Les aviso, me voy a poner estupenda. Entonaré aquello tan surrealista y mentiroso que hicieron célebre Faemino y Cansado de “Qué va, qué va, qué va, yo leo a Kierkegaard”. Recurriré a la angustia vital y a los amores rotos que son el fundamento de su filosofía y de la de cualquiera. Sin pasión, sin coraje, sin deseo, sin fe, no podemos hacer nada. Nada en política, nada en religión, nada en el amor, nada en el arte, nada en la vida. Nada de nada.

Sin embargo, las enseñanzas de Kierkegaard no han calado. Quizás porque casi todos tenemos pendiente su lectura, sólo lo conocemos de oídas o ni eso. Si se conociera de verdad no habría una visión tan superficial, infantil y romántica de las cosas. No se llamaría amor a dos famosos que se pelean a través de canciones ni política a la ordinariez y a no saber decir sí o no en una votación ni arte a una boutade ni creencia a una superstición. Hoy se premia al modo de los románticos suicidas, al desengaño y la crítica, al rechazo y el escepticismo. La grandilocuencia de lo pequeño, el cinismo, la apariencia, los sentimentalismos estériles, la nostalgia de los paraísos perdidos, son los remos con que se mueve el mundo. Se alivia el lamento con antidepresivos, ese medio luto que consuela a la sociedad moderna. Qué gusto da la queja, qué cómoda resulta la pena anestesiada, qué grácil la indolencia.

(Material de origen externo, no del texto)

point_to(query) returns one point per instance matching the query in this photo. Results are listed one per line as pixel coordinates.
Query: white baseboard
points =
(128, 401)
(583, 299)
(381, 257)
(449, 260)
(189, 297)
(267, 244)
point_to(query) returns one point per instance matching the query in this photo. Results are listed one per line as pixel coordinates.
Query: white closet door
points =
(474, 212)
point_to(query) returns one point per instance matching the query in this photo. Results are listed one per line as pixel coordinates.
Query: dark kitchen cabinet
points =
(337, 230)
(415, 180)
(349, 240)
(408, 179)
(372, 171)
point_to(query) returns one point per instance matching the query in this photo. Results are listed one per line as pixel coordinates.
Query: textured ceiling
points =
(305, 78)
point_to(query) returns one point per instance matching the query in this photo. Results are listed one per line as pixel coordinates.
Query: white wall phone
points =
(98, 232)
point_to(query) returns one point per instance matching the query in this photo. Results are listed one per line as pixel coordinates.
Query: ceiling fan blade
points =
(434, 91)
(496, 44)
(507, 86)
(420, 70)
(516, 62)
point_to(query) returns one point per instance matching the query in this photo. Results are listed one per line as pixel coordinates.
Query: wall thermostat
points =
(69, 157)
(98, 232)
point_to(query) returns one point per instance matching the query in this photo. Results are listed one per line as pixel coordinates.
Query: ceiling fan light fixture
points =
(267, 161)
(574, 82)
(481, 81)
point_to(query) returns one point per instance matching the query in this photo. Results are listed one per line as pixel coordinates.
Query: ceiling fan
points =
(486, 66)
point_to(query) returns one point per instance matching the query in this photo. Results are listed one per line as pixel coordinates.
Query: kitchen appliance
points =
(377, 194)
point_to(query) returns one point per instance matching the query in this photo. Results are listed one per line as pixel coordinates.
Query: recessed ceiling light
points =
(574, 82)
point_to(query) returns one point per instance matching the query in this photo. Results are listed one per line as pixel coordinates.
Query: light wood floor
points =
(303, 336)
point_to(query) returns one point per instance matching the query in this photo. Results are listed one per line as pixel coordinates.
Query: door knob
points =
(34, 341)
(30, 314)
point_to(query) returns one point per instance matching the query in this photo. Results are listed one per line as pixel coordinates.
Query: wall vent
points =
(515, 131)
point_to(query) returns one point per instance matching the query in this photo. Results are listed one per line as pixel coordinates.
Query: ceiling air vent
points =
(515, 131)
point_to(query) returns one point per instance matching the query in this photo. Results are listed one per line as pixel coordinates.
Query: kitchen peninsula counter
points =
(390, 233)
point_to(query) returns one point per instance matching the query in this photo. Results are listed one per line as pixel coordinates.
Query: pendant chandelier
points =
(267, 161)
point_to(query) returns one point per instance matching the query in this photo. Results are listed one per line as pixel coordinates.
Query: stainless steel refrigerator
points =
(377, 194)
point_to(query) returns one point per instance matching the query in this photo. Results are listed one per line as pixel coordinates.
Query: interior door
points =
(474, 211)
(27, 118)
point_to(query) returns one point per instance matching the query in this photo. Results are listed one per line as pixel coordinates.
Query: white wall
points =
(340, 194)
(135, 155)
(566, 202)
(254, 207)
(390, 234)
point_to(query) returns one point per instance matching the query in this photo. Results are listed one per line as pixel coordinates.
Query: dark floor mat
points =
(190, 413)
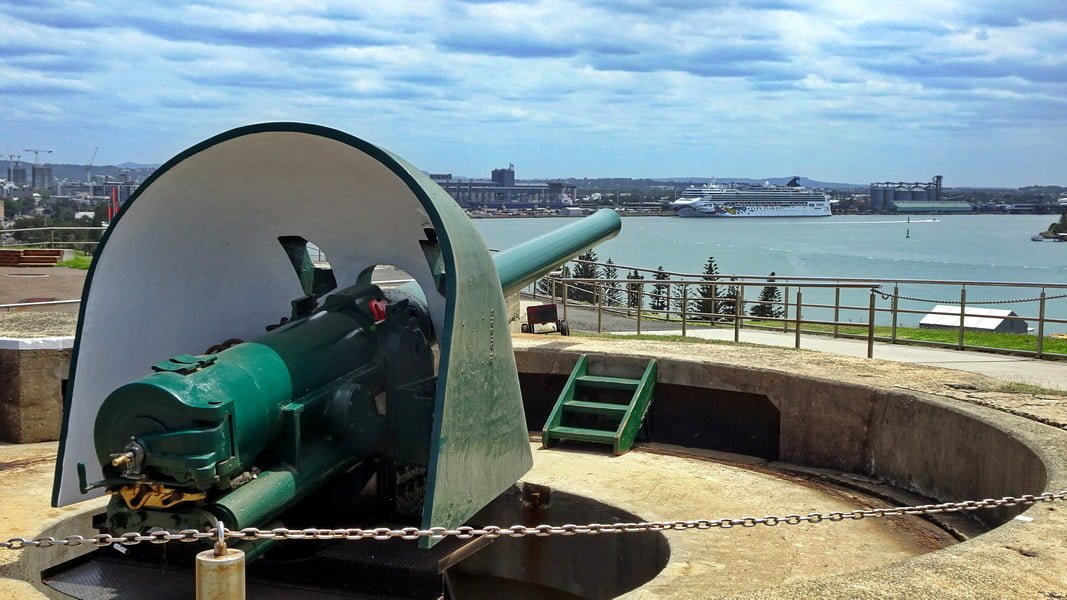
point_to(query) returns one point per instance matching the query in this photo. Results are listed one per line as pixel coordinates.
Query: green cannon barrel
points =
(243, 433)
(531, 259)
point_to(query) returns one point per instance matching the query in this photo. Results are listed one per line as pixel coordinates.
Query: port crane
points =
(89, 167)
(36, 154)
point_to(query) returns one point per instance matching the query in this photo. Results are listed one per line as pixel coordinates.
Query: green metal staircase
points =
(610, 423)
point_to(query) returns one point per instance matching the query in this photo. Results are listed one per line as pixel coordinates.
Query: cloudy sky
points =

Pero no tiene sentido insistir en la puerilidad de todas estas cosas feas si no ponemos el corazón para cambiarlas. Cuando vienen mal dadas, de poco sirve regodearnos en el dolor como los pobres románticos. El corazón en Kierkegaard y en cualquiera de nosotros es frágil y vulnerable, de ahí su grandeza, lo que nos puede hacer humildes y profundos, únicos. No es casual que la biógrafa Clare Carlisle llamara al danés, el filósofo del corazón.

Consideraba nuestro pensador que el mal de su época eran la soberbia y un exceso de crítica que sólo generaba falsas certezas, pero cómodas. ¿Les suena? Cuánta soberbia, cuánta crítica, cuántas falsas certezas escuchamos a diario. Kierkegaard, con fama de atormentado e individualista, defendió que uno no debía de autoengañarse.

Sí, vivimos en un mundo desencantado. Un mundo sin corazón, pero sentimentaloide. Un mundo infantilizado que mira con temor a la verdad. No sé si la fe es la máxima pasión del hombre, pero con ella teníamos menos miedo. La sociedad actual ha decidido sedarse, cerrar los ojos.